A few habits kept my Kotlin + Spring codebase pleasant to work in:

  • Prefer explicit names over heroic chains - it’s fine to introduce a local val and break a pipeline.
  • Use named arguments when a call would otherwise be ambiguous (multiple booleans are the classic trap).
  • Keep nullability honest at module boundaries: if something can be absent, model it as T? and let the compiler guide you.
  • For Java interop, annotate thrown exceptions with @Throws when you expect Java callers to handle them, and expose defaults with @JvmOverloads when you’re publishing Kotlin APIs to Java code.

Closing thoughts

What feels better than Java? Null-safety is the obvious win - not because it’s trendy, but because it removes a whole class of bugs. Default parameters and named arguments make APIs simpler to design and safer to call. Data classes obliterate DTO boilerplate. And in Spring Boot specifically, constructor injection plus type-safe configuration and Jackson’s Kotlin module let you ditch Lombok without growing ceremony.
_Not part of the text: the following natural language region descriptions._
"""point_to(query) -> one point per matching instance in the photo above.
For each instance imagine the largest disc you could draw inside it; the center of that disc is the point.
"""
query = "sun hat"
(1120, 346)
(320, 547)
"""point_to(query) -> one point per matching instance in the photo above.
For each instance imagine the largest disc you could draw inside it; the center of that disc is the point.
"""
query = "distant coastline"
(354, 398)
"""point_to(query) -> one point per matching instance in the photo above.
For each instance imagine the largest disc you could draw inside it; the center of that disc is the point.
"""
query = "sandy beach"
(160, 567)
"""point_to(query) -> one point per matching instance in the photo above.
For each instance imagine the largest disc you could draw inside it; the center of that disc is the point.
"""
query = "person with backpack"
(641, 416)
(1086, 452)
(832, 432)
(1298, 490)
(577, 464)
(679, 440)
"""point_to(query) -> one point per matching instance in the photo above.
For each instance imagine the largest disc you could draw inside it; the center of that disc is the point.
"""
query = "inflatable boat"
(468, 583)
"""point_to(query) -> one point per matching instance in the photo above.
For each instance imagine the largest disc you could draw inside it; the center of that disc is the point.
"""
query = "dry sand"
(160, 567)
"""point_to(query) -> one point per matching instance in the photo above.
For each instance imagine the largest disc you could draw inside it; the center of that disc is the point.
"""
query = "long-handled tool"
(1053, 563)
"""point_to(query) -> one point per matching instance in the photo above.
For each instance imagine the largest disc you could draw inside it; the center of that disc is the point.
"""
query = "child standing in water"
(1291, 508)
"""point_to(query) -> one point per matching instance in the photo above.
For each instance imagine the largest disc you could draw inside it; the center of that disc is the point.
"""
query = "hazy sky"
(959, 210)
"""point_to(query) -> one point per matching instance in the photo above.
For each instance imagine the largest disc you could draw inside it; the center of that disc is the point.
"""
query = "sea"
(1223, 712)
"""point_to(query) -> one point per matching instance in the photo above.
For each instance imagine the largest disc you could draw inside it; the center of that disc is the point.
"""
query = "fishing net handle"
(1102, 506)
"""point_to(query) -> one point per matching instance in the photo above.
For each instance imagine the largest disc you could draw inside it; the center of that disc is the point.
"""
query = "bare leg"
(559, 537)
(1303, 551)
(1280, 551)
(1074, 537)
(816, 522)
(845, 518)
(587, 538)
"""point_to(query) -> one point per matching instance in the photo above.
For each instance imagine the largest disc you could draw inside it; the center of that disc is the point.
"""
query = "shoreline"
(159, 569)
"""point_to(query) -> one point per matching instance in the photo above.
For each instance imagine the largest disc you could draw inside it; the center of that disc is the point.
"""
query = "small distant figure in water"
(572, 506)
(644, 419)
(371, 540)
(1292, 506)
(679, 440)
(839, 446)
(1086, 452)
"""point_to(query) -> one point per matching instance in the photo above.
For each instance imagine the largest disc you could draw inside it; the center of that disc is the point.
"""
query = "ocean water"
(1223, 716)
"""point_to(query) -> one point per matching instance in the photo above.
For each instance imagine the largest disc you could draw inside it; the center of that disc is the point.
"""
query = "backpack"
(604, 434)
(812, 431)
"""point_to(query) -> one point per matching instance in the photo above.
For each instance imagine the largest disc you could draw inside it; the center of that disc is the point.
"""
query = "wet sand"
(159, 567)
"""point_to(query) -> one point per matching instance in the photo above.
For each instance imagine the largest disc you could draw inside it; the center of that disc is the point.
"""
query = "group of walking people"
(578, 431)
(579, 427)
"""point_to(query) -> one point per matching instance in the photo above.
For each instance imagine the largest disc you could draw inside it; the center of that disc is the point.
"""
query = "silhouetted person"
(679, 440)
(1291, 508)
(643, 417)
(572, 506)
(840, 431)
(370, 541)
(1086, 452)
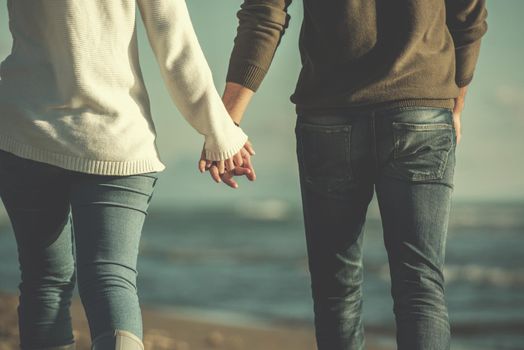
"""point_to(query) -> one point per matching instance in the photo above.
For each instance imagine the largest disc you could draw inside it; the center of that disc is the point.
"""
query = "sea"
(247, 265)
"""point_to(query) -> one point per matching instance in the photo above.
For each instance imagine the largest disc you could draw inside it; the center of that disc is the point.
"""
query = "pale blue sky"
(490, 160)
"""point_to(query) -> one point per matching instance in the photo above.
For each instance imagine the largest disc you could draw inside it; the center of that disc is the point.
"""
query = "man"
(379, 100)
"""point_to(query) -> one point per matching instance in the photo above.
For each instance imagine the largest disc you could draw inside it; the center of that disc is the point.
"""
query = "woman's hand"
(225, 170)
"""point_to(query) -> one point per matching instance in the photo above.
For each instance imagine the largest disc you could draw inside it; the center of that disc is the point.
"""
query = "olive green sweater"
(365, 53)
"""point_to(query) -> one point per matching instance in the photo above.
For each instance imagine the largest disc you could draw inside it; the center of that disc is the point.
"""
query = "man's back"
(358, 53)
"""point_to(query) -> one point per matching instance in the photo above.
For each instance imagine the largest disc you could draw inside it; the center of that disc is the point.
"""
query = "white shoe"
(117, 340)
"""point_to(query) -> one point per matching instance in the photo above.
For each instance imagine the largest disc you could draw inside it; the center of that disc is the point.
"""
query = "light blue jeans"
(60, 217)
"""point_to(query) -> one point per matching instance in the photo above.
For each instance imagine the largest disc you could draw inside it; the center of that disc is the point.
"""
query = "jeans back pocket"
(324, 155)
(421, 150)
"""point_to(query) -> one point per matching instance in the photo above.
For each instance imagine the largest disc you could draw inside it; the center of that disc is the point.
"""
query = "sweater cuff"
(221, 150)
(246, 74)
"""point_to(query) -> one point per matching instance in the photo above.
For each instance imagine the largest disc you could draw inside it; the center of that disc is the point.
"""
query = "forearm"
(188, 77)
(262, 23)
(236, 98)
(466, 21)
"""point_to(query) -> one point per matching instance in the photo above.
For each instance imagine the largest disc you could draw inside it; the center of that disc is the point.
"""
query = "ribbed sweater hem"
(323, 110)
(90, 166)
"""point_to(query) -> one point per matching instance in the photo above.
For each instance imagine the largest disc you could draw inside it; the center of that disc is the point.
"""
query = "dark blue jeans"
(406, 156)
(60, 217)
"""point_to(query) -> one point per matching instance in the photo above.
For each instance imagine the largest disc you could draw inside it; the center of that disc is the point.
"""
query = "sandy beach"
(163, 332)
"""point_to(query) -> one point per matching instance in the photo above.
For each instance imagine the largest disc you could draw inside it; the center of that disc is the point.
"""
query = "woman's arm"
(188, 77)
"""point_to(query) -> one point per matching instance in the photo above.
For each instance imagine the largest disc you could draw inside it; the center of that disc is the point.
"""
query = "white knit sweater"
(72, 92)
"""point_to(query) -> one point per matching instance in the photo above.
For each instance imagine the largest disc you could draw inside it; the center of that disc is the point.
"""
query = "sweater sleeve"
(188, 76)
(262, 24)
(466, 21)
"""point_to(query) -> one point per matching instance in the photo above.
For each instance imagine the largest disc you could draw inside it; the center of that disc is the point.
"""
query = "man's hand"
(224, 171)
(457, 111)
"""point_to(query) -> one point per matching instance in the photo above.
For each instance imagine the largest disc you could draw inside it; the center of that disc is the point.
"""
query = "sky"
(490, 158)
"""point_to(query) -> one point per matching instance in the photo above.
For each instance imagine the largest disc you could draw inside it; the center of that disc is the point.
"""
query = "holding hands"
(225, 170)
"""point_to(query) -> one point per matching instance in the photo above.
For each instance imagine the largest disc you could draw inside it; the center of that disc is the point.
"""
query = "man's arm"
(466, 20)
(261, 25)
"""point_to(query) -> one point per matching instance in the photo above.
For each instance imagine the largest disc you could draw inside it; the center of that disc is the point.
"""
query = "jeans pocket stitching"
(398, 127)
(327, 129)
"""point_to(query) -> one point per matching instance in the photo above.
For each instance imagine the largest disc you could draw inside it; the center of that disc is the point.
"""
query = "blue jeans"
(406, 156)
(60, 217)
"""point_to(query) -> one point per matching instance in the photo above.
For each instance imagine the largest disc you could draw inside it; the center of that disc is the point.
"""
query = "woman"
(78, 159)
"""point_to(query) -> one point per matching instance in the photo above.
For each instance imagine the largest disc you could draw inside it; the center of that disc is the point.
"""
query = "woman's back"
(72, 93)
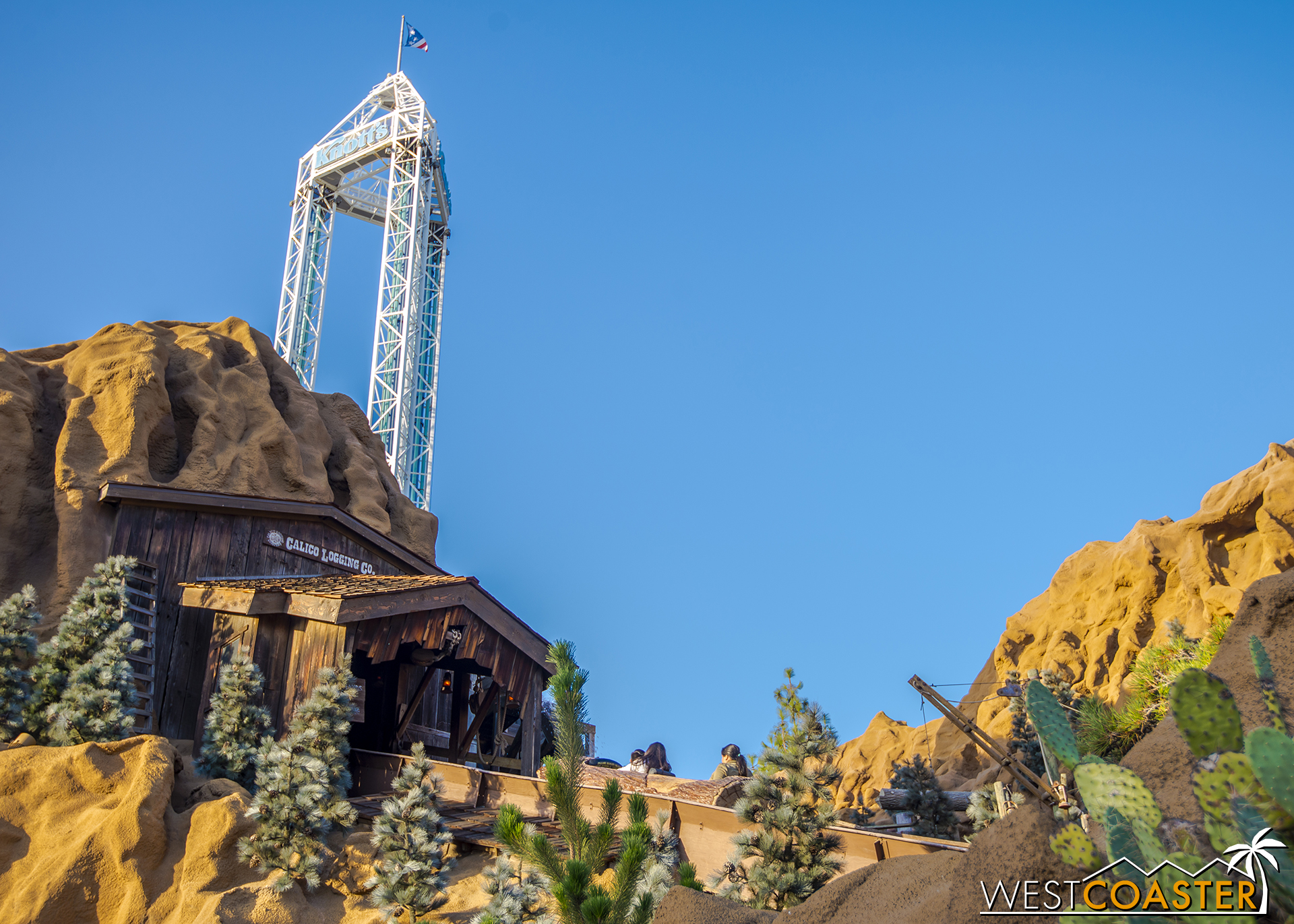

What to watch for? Readability. Kotlin gives you many stylistic tools, and it’s very easy to slide from expressive to clever. Nested scope functions, dense pipelines, and overuse of it can turn code into a puzzle. Teams should agree on a style: when to use apply vs let, when to extract a local name, how many chained operations are acceptable, how explicit you want to be with parameters. Used with restraint, Kotlin’s expressiveness is a superpower. Used indiscriminately, you’ll find yourself missing Java’s “boring on purpose” vibe.

If you speak some TypeScript, Kotlin will feel cozy: default parameters, non-null types by default, and a general “make the common path simple” ethos. That familiarity makes the switch smoother, especially for folks who hop between frontend and backend.

My verdict after a focused look at it: Kotlin earns its spot in backend Spring projects. It reduces noise without magic, and the type system catches things tests often miss. On the Spring side, your frameworks and mental model carry straight over - add a couple of Kotlin-aware plugins and the Jackson module, and you’re in business. Grab the obvious wins - null-safety, default parameters, constructor injection - and treat the fancier stylistic tools as just that: tools. Keep readability as the north star, and Kotlin gives you less ceremony, more intent, and fewer late-night NPE hunts.